Approximation Algorithms

Chapter Overview - Chapter 35

The first four sections of this chapter present some examples of polynomial-time approximation algorithms for NP-complete problems, and the fifth section presents a fully polynomial-time approximation scheme. Section 35.1 begins with a study of the vertex-cover problem, an NP-complete minimization problem that has an approximation algorithm with an approximation ratio of 2. Section 35.2 presents an approximation algorithm with an approximation ratio of 2 for the case of the traveling-salesman problem in which the cost function satisfies the triangle inequality. It also shows that without the triangle inequality, for any constant ρ ≥ 1, a ρ-approximation algorithm cannot exist unless
P = NP. In Section 35.3, we show how a greedy method can be used as an effective approximation algorithm for the set-covering problem, obtaining a covering whose cost is at worst a logarithmic factor larger than the optimal cost.

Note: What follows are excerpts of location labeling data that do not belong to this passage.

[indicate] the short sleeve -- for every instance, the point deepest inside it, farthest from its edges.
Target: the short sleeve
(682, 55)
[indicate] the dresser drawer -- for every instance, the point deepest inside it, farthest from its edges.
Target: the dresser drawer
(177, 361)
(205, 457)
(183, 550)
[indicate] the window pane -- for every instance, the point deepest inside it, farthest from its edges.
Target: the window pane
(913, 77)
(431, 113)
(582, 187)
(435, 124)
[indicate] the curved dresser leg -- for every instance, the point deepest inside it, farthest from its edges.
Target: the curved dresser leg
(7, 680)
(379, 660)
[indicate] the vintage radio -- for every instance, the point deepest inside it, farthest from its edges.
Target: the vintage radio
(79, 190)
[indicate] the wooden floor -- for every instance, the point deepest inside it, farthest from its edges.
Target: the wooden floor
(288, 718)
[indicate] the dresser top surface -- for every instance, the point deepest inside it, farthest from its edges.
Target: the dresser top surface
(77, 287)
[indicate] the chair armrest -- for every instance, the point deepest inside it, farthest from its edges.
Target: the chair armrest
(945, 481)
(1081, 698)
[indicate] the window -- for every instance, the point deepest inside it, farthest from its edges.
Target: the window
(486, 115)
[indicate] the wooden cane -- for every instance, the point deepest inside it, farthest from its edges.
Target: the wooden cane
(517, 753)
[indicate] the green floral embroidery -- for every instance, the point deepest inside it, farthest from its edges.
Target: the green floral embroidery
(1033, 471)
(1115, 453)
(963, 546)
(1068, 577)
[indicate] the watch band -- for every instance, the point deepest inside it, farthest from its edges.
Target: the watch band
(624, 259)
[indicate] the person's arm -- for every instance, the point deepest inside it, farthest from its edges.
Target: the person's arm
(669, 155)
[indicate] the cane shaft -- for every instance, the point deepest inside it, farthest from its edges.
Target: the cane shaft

Section 35.4 presents two more approximation algorithms. First we study the optimization version of 3-CNF satisfiability and give a simple randomized algorithm that produces a solution with an expected approximation ratio of 8/7. Then we examine a weighted variant of the vertex-cover problem and show how to use linear programming to develop a 2-approximation algorithm. Finally, Section 35.5 presents a fully polynomial-time approximation scheme for the subset-sum problem.